1841 Rifle Remington
The 1841 rifle was the first percussion rifle adopted by the US. They were produce at Harper's Ferry Armory and by a number of contractors. Remington received a contract to produce 5,000 1841 rifles in 1845. He had some difficulty starting up production and his first delivery of 1240 rifles, was in 1850. 2,000 were delivered in 1851 and the remaining 1,760 were delivered in 1852. An contract for an additional 5,000 was issued in 1853 and Remington completed deliveries on the second contract, and their total production of 1841 rifles was 10,000. in April 1861, 5,000 Remington 1841 rifles were sent to New York for Arming volunteers from New York, The original design of the 1841 rifle did not have provisions for a Bayonet. The state of New York had 3,268 of their 1841 rifles altered by Remington to accept a saber bayonet. The New York Adjutant General report listed 2,180 1841 rifles altered to socket bayonet. Thus it appears that all 5,000 Remington 1841 rifles received by New York were altered to accept a bayonet. In 1860 the secretary of War distributed 4000 Remington 1841 rifles to Southern Arsenals with most going to Fayetteville NC and Charleston SC. In Charleston, J H Happoldt contracted to alter 1841 rifle to accept a bayonet. His receipts show he altered at least 338. With the alteration of the New York rifles, unaltered 1841 rifles have a strong chance of coming from the 4000 sent south in 1860.

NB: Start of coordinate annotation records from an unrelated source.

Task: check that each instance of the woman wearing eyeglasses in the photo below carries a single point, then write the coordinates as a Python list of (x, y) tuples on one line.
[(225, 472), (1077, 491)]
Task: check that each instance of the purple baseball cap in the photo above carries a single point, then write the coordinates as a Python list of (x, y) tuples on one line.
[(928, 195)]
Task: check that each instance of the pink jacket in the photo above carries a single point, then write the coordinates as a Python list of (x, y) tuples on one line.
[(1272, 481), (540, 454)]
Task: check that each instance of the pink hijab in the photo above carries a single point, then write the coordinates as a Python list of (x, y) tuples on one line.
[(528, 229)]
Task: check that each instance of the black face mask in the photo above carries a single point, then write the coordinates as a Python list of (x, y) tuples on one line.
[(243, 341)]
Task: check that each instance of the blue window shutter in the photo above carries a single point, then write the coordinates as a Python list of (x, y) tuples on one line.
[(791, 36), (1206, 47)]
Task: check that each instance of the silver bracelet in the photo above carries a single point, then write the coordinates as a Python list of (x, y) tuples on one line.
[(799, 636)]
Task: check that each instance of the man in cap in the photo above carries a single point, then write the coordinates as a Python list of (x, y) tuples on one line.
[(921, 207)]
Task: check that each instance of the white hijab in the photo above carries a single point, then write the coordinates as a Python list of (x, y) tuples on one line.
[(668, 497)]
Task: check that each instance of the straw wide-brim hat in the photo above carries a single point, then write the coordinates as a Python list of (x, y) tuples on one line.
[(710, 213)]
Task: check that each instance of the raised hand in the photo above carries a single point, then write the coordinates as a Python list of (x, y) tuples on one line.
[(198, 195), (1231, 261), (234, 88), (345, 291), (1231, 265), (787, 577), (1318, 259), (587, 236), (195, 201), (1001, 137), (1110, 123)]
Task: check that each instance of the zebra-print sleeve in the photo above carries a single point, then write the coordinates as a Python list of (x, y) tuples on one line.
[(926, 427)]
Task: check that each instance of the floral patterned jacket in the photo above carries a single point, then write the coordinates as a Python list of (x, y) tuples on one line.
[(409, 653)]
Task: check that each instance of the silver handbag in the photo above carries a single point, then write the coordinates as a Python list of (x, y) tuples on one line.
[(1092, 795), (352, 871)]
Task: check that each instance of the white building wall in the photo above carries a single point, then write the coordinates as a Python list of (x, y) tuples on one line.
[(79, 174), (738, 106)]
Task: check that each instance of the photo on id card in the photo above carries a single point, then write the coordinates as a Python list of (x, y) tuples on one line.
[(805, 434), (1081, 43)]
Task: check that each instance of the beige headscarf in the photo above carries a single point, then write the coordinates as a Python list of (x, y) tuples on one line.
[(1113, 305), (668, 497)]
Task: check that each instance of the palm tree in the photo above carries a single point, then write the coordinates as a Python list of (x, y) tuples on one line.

This example is dated 1850 on the lock and 1849 on the barrel. It probably was in the first shipment from Remington in 1850. It has not been altered to accept a bayonet and is in the original 54 caliber. It is all original. The metal is a pleasing grey patina with scattered areas of light pitting. The lock is a grey patina with some scattered pitting. The stamping are readable and look lightly stamped. The tail of the lock says "US" over "1850" and in front of the hammer is "REMINGTON'S" over "HERKIMER" over "NY" The barrel proofs are clear and deeply stamped while the date is lightly stamped and says "1849" The front and rear sight are present and the bore has nice rifling. The ramrod is original and correct for this model. The stock is solid with a strong "WAT" cartouche and the other cartouche is readable. It does have a piece of wood missing from along the side of the barrel tang. The brass furniture has a little "M" stamped on it as does the barrel. The barrel is marked "STEEL" on the left side of the Barrel. It is interesting that Remington used cast Steel for his barrels for his entire production. Both Harper's Ferry and Whitney converted to using Steel in their barrels during their production runs.